On 9 December 1922 Gabriel Narutowicz was elected by the National Assembly as the first President of Poland. After a heated debate, Narutowicz's candidacy managed to gather 289 votes, including 113 votes of various national minority MPs. The defeated candidate of the National Democratic Party Maurycy Zamoyski gathered 227 votes, yet the National Democrats decided to boycott the President and announced that he was elected by the "Reds, Jews, and Germans" rather than Poles. This started a period of civil unrest in Warsaw, where the supporters of nationalist ideas protested against the election of their president.

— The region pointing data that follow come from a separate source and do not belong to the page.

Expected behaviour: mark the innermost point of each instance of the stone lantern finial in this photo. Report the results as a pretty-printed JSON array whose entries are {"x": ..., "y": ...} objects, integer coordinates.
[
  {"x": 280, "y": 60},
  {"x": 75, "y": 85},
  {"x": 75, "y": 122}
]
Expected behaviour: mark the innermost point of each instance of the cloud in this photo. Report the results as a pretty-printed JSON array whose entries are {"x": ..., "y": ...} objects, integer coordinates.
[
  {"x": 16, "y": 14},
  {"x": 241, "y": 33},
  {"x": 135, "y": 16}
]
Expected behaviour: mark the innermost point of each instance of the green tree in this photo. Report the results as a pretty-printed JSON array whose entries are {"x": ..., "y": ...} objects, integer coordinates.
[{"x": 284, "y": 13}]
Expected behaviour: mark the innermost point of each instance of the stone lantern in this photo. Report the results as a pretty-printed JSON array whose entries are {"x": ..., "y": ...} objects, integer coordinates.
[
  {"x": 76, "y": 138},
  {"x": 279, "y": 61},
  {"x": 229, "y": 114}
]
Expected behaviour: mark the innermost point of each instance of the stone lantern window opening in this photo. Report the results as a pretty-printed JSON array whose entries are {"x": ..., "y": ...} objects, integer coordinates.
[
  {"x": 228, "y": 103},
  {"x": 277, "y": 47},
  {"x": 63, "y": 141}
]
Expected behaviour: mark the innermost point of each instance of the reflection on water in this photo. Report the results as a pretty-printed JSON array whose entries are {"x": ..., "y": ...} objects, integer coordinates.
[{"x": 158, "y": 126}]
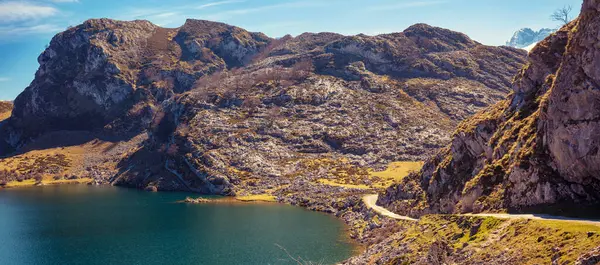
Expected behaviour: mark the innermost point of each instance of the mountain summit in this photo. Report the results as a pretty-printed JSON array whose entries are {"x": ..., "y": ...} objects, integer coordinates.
[
  {"x": 538, "y": 149},
  {"x": 213, "y": 108},
  {"x": 526, "y": 37}
]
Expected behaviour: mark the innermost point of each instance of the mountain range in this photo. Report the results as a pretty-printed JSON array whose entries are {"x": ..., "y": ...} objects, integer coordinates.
[{"x": 526, "y": 38}]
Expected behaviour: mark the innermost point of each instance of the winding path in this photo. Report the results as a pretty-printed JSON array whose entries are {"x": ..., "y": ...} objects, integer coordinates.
[{"x": 371, "y": 202}]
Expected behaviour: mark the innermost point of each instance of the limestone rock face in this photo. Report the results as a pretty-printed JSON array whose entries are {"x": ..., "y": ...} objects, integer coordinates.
[
  {"x": 94, "y": 73},
  {"x": 228, "y": 111},
  {"x": 537, "y": 148}
]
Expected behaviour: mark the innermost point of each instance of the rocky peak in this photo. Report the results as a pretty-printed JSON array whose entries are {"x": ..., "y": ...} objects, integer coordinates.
[
  {"x": 98, "y": 71},
  {"x": 434, "y": 39},
  {"x": 234, "y": 45},
  {"x": 538, "y": 148},
  {"x": 526, "y": 37}
]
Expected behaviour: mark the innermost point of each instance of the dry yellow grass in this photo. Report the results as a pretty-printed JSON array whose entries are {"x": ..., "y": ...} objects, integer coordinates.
[
  {"x": 350, "y": 186},
  {"x": 257, "y": 198},
  {"x": 395, "y": 172}
]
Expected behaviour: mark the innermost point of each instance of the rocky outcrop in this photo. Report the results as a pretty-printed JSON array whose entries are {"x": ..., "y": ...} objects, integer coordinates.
[
  {"x": 526, "y": 37},
  {"x": 103, "y": 70},
  {"x": 536, "y": 148}
]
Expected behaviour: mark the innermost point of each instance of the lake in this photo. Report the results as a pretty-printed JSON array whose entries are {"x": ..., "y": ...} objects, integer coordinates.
[{"x": 79, "y": 224}]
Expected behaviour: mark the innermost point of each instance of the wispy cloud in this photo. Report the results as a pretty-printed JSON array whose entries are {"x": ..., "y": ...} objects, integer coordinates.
[
  {"x": 406, "y": 5},
  {"x": 207, "y": 5},
  {"x": 21, "y": 11},
  {"x": 236, "y": 12}
]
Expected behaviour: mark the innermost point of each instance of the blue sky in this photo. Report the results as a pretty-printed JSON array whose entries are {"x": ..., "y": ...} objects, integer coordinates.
[{"x": 26, "y": 27}]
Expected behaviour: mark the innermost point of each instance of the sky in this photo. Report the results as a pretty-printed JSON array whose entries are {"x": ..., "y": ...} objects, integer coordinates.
[{"x": 26, "y": 27}]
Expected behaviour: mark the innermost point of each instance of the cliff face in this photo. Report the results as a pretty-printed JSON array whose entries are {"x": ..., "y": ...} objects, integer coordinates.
[
  {"x": 97, "y": 72},
  {"x": 526, "y": 37},
  {"x": 536, "y": 148},
  {"x": 229, "y": 111}
]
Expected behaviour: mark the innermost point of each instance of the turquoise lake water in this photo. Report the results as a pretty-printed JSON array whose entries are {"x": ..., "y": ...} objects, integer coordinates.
[{"x": 79, "y": 224}]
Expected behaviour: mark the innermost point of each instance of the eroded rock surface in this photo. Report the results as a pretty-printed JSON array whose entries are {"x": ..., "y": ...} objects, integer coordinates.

On 16 December 1922 the newly elected president attended the opening of an art exhibition at the Zachęta Art Gallery. Niewiadomski, a frequent guest at such gatherings, pulled out his pistol, approached Narutowicz, and shot him. The president died instantly. Arrested on 30 December, Niewiadomski demanded a death sentence for himself and was sentenced to death by firing squad. The sentence was carried out at the Warsaw Citadel on 31 January 1923. He was 53 years old. His body was interred at Warsaw's Powązki Cemetery.

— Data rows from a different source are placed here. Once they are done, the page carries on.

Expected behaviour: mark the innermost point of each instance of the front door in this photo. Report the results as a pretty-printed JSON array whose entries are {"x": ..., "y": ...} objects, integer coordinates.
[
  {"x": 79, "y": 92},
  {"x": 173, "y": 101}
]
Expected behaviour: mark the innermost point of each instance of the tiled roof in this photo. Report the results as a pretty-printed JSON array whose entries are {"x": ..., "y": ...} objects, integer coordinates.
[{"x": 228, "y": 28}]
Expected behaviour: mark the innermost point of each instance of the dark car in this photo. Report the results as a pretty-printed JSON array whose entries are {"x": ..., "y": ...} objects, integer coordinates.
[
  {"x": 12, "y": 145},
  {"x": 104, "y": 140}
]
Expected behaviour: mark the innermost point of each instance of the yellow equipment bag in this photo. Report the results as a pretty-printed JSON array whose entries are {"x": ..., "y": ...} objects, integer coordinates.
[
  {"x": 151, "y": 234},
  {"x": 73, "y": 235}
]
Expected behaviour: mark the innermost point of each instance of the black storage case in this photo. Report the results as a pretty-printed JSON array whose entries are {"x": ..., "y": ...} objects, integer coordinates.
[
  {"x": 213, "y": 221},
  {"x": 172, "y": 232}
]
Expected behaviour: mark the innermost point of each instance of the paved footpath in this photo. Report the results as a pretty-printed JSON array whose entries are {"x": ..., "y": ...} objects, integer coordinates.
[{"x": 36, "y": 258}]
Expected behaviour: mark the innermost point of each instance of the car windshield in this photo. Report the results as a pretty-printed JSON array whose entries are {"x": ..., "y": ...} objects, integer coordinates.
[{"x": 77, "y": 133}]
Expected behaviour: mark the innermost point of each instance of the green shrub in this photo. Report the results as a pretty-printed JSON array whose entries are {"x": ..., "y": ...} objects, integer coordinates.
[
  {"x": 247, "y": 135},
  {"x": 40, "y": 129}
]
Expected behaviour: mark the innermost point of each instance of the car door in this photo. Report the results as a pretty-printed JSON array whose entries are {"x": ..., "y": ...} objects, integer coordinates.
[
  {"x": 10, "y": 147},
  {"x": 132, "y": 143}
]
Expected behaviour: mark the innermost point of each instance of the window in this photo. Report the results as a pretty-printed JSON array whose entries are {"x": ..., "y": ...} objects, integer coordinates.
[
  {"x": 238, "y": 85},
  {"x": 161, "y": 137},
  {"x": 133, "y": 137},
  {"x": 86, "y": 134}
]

A few months after his death, a renowned psychiatrist, Maurycy Urstein, called Niewiadomski's execution a judiciary homicide, as the perpetrator was mentally ill and clinically insane but the court had disregarded the need for expert psychiatric testimony.

After his execution, Niewiadomski remained a controversial figure. His funeral was attended by 10,000 people.

== Movie ==
In 1977 director Jerzy Kawalerowicz made the film Death of a President about the assassination of Gabriel Narutowicz. The role of Narutowicz was played by Zdzisław Mrożewski, and Niewiadomski was played by Marek Walczewski.